Melvyn Bragg's Oxford Memoir: A Journey Through Class and Culture in 1950s Britain
Melvyn Bragg's Oxford Memoir: Class and Culture in 1950s

Melvyn Bragg's Oxford Odyssey: A Memoir of Transformation

In October 1958, a young Melvyn Bragg stood on Wigton railway station platform, bidding farewell to his childhood sweetheart Sarah as he embarked on a journey that would define his life. At nearly nineteen years old, Bragg was heading to Wadham College, Oxford, to read history, becoming one of the youngest in his cohort due to the phasing out of national service. This pivotal moment serves as the starting point for his latest memoir, Another World, which continues the narrative from his previous work Back in the Day about his Cumbrian upbringing.

Oxford: A Theatrical Landscape of Learning

To Bragg, Oxford initially appeared "more a theatre than a city, a spectacle rather than a habitation." After completing his preliminary examinations in his second term, he found himself with considerable freedom until his finals. This period became one of intellectual discovery and cultural immersion, where he explored the films of Ingmar Bergman and engaged in earnest pub debates about whether Pasternak would receive the Nobel Prize or if jazz truly surpassed rock'n'roll in artistic merit.

The young student's political consciousness awakened during these years as he participated in the Aldermaston march and joined the anti-apartheid movement. In retrospect, Bragg recognizes these activities were partly inspired by a residual faith in empire, viewing South Africa as Britain's moral responsibility. Even after the Suez Crisis, he maintained a pencil sharpener shaped like a globe where the empire appeared as "a continuous governing blur of pink."

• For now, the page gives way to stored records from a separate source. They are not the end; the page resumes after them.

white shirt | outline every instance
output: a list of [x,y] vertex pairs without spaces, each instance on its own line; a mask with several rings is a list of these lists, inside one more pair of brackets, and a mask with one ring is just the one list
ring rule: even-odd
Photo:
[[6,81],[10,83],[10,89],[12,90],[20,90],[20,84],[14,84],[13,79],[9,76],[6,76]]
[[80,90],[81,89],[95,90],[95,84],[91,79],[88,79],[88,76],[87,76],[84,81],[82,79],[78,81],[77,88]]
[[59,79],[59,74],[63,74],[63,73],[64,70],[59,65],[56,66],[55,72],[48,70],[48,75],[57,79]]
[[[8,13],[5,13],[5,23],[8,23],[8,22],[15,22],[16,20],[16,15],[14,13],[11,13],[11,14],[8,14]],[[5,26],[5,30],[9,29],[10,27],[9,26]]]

Navigating Class and Conformity

Fortunately for Bragg's university experience but perhaps less so for narrative tension, he adapted remarkably well to Oxford life. The city's network of narrow streets and alleyways reminded him of his hometown Wigton, while Wadham's dining hall evoked memories of family holidays at Butlin's with its "shovel them in, feed them up and usher them out" ethos.

Physical transformation accompanied this adaptation as Bragg abandoned his Elvis Presley-inspired quiff for the neat crop favored by his peers, adopting the unofficial undergraduate uniform of grey flannels or cords paired with sports jackets or blazers. His ability to connect with diverse personalities, from conventional Tories to artistic bohemians, served him well throughout his three years.

The Oxford Experience Through an Anthropological Lens

Another World shines brightest when Bragg employs his outsider perspective as an amateur anthropologist observing Oxford's unique culture. This was truly another world, existing before the great university expansion of the 1960s when the term "student" was scarcely used. Bragg proved particularly astute at reading the semiotics of his rooms overlooking the quad and interpreting the weekly tutorial dynamic with his tutor, early-modern historian Lawrence Stone.

These tutorials involved reading essays aloud and awaiting reactions, which Bragg describes as resembling "the versicle and responses in medieval prayer." The book would have benefited from maintaining this anthropological focus throughout rather than transitioning into a more conventional autobiography format with digressions about his peers' subsequent careers.

Class Dynamics and University Life

Despite fitting in relatively smoothly, Bragg still encountered the British class system in subtle forms. Variations in dress codes revealed social standing, with cavalry twills serving as telltale signs of aristocratic background. Room allocations within college also reflected social hierarchies.

One memorable encounter brought Bragg face-to-face with future television dramatist Dennis Potter, who declared in his distinctive Gloucestershire accent: "They say there's three real working-class men here. There's me. And you. Where's the other bugger?" Bragg, however, distanced himself from the class resentment evident in Potter's 1960 book The Glittering Coffin, finding Oxford's class system largely suspended for scholarly purposes.

Aside from the Bullingdon Club's occasional casual cruelty, Bragg determined the university's snobbery was "neither bruising nor even mildly offensive" and "easy to ignore." His three years passed without major calamity, with his greatest challenges being an out-of-body experience while reciting Latin grace before dinner and a brief depressive episode following his breakup with Sarah.

A Portrait of the Young Broadcaster

Throughout Another World, the young Bragg emerges as a winning protagonist who shares qualities with his older self: thoughtful, open-minded, and generous in celebrating his contemporaries' talents while forgiving their shortcomings. His tutor Lawrence Stone proved scrupulous and kind, though college warden Maurice Bowra's admissions policy explanation—"Clever boys. Pretty boys. No shits!"—would certainly raise eyebrows today.

The memoir captures a specific moment in British history when traditional structures were beginning to shift but remained largely intact. Bragg's journey from Cumbria to Oxford represents not just geographical movement but social and intellectual transformation during Britain's late 1950s cultural transition.

Another World by Melvyn Bragg offers readers a nuanced portrait of university life during a transformative period, exploring themes of class, identity, and personal growth against the backdrop of a changing Britain.